No, not shellfish. SELFISH!
If one thing is certain about life, it’s that each of us will only ever see it through our own eyes. Go to the ends of the earth, climb the highest mountain, take a rocket into orbit. It will still be you, your eyes, your ears, your hands and other senses, at the centre of every moment of your life.
Stories are great because they let us, for a little fragment of time, get some idea of what it is to be somebody else. A great novel, a powerful play or movie, a storyteller by a camp fire, can all transport us into another human experience. That’s why “storyteller” in any form is one of the highest callings. And also the hardest.
“It’s not just others stories help us become aware of. They’re the best route we have to our own self awareness.”

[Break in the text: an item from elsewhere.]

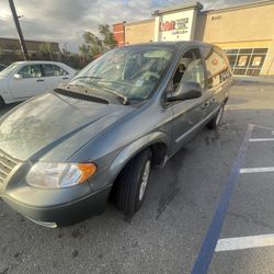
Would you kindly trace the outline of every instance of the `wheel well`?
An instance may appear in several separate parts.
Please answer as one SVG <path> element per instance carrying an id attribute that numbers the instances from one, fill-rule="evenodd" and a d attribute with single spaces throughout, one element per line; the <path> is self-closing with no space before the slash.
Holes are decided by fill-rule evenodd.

How do we take one human being and help them see through the eyes of another? Helping you to find answers to that question is the aim of the Rhetoric of Story. Stories aren’t just make believe, they mirror the fundamental way your mind makes sense of the world. It’s not an exaggeration to say that stories are the operating system of human consciousness. And if you know how that operating system works, you can use that knowledge to tell powerful, compelling stories.

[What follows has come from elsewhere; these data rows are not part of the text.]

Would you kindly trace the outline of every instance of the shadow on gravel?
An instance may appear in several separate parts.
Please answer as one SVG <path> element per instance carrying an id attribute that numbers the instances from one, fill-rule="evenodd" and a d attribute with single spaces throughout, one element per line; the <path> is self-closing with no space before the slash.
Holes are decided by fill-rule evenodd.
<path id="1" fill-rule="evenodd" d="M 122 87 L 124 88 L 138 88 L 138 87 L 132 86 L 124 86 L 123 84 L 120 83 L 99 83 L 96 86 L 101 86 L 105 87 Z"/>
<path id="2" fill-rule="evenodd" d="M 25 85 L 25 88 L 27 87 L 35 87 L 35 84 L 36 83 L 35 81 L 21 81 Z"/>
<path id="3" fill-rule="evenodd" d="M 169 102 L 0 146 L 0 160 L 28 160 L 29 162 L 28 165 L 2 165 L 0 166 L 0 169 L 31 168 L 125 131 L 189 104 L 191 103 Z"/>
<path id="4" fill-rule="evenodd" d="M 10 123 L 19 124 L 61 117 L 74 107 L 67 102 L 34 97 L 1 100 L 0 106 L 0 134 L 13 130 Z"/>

We all tell a story about our world, and we put ourselves at the heart of that story. So to captivate an audience, every great story has a self at its core. The hero. The protagonist. The central character. The self is given many names. These are the eyes we see the story through, the ears we hear the tale with, the hands that hold the world. The self isn’t just IN the story. The self IS the story. And we experience the story through them.

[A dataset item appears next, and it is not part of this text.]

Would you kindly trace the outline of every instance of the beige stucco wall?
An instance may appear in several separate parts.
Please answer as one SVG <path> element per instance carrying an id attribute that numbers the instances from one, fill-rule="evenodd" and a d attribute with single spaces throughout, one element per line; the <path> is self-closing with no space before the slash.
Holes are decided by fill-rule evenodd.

With a strong self at the heart of our stories, we can take audiences on adventurous flights of fantasy like Star Wars, or into the vivid romance of Wuthering Heights. The greatest storytellers show us how stories themselves are selfish, twisted by the limits of our perception, leading to the flawed tragic heroes of Oedipus or Hamlet. It’s not just others stories help us become aware of. They’re the best route we have to our own self awareness.